Plenary
Lectures
Anticoccidial
drug discovery: Approaches towards the identification
of novel chemotherapeutic agents
Jennifer W Anderson1, Tesfaye Biftu2,
Christine Brown3, Robert G k Donald1, Anne Gurnett1,
Penny Sue Leavitt1, John Mathew3, Bakela Nare1, Dennis
Schmatz1, Tamas Tamas1, Donald Thompson3, Tanya Zhong1
and Paul Liberator1
Departments of Human and Animal Infectious
Disease Research1, Medicinal Chemistry2 and Pharmacology3,
Merck & Co., Inc. Rahway, New Jersey USA
paul_liberator@merck.com
New chemotherapeutic agents
that efficiently control avian coccidiosis have not
been introduced to the poultry industry for three
decades. Despite the creative use of shuttle programs,
the biological cycling of Eimeria parasites and the
high density housing that is typical for poultry operations
today have predisposed the industry to drug resistance.
The identification of novel antiparasitic agents has
become essential for continued chemotherapeutic control
of avian coccidiosis. A new anticoccidial agent must
have the following features: (i) novel molecular target
to minimize the potential for cross-resistance in
field isolates, (ii) minimal resistance induction
potential, (iii) potent spectrum of activity against
all Eimeria spp. commonly encountered in the field,
(iv) an acceptable therapeutic index without genotoxicity,
(v) no tissue residue issues, and (vi) simple chemistry
to be able to provide sufficient bulk material while
meeting the stringent economic requirements imposed
by the industry.
The list
of potential drug targets promises to grow as a result
of the availability and comparative analysis of apicomplexan
parasite genomes, including that of E. tenella. Until
this time, our discovery efforts have been based in
empiric screens, scoring for inhibition of parasite
growth in cell culture. The ability to conduct “clinical”
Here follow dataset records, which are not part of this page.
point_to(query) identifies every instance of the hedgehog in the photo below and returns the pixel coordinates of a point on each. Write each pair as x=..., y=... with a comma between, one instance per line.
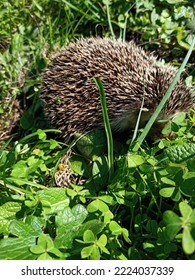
x=129, y=75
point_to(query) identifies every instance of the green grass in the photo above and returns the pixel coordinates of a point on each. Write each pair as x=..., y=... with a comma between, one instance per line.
x=131, y=203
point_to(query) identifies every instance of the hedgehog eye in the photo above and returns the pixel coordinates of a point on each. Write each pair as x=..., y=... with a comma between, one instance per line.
x=58, y=101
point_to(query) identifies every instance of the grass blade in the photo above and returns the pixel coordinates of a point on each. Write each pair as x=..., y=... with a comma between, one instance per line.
x=107, y=127
x=165, y=98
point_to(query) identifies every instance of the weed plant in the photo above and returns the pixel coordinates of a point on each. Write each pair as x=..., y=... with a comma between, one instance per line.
x=136, y=199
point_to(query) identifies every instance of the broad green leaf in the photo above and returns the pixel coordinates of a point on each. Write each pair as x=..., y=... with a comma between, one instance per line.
x=69, y=225
x=7, y=213
x=185, y=210
x=134, y=160
x=89, y=236
x=93, y=144
x=180, y=153
x=21, y=229
x=53, y=199
x=173, y=222
x=102, y=241
x=96, y=205
x=20, y=169
x=17, y=248
x=115, y=228
x=166, y=192
x=44, y=256
x=188, y=242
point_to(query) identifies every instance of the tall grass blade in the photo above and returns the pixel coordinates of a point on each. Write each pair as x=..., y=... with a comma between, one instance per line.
x=163, y=101
x=107, y=127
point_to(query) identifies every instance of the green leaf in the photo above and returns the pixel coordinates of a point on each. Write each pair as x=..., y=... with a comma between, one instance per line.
x=185, y=210
x=92, y=252
x=97, y=205
x=17, y=248
x=102, y=241
x=166, y=192
x=53, y=199
x=134, y=160
x=188, y=242
x=93, y=144
x=89, y=236
x=45, y=256
x=7, y=213
x=174, y=224
x=68, y=225
x=20, y=229
x=115, y=228
x=20, y=169
x=180, y=153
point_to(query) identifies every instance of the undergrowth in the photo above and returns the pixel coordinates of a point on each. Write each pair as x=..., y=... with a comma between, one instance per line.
x=144, y=207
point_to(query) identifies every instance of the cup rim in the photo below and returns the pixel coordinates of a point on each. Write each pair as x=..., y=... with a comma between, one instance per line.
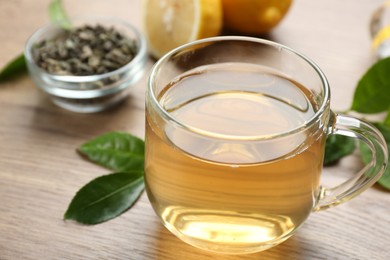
x=312, y=120
x=140, y=55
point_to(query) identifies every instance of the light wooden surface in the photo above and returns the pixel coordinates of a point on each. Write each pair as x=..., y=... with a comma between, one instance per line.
x=40, y=170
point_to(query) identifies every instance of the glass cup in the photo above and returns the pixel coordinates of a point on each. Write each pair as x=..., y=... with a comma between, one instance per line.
x=235, y=136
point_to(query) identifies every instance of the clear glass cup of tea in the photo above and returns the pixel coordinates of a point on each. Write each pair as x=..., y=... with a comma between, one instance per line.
x=235, y=136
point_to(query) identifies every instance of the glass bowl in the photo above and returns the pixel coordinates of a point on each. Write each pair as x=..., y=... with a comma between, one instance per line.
x=92, y=93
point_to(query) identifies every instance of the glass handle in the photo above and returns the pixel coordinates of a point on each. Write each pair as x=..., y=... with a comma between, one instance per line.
x=366, y=177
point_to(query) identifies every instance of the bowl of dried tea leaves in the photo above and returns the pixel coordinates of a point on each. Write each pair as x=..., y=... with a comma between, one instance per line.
x=89, y=66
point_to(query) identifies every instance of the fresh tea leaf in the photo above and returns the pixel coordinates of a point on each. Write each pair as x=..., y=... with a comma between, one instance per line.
x=120, y=152
x=366, y=154
x=13, y=68
x=372, y=94
x=106, y=197
x=336, y=147
x=386, y=122
x=58, y=15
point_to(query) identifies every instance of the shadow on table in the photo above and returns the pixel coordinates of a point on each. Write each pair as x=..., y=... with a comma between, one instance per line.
x=125, y=116
x=170, y=247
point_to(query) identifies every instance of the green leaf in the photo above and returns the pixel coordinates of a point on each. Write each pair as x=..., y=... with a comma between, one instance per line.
x=372, y=94
x=13, y=68
x=366, y=154
x=120, y=152
x=336, y=147
x=58, y=15
x=106, y=197
x=386, y=122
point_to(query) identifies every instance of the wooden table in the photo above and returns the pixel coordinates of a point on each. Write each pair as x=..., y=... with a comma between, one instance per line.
x=40, y=170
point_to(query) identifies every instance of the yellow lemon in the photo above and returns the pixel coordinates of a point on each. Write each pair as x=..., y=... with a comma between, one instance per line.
x=253, y=16
x=171, y=23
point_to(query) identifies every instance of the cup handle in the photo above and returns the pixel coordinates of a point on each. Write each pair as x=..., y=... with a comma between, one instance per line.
x=366, y=177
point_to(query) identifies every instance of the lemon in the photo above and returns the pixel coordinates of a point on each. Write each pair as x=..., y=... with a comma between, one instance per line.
x=253, y=16
x=171, y=23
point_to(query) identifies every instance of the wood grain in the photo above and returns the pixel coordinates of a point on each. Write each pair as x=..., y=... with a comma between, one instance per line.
x=40, y=170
efficacy studies early in the program using a minimal
amount of a compound with empiric whole cell in vitro
activity is an enormous advantage for anticoccidial
discovery. Conventional biochemical tools are used
to help identify potential targets or pathways responsible
for the antiparasitic activity of empiric hits. Critically
important to the discovery process, and in conjunction
with chemical validation, is genetic validation of
the molecular target. Using T. gondii as a model parasite,
demonstration that a potential gene target is essential
rather than functionally redundant or dispensable
in the parasite life cycle is required to warrant
medicinal chemistry involvement. Synthetic modification
of the primary hit to develop suitable pharmacokinetic
and safety properties, with a focus on simple inexpensive
chemistry then follows. In this presentation the identification
of parasite cGMP-dependent protein kinase (PKG) as
a molecular target and optimization of PKG inhibitors
will be used to illustrate the discovery process.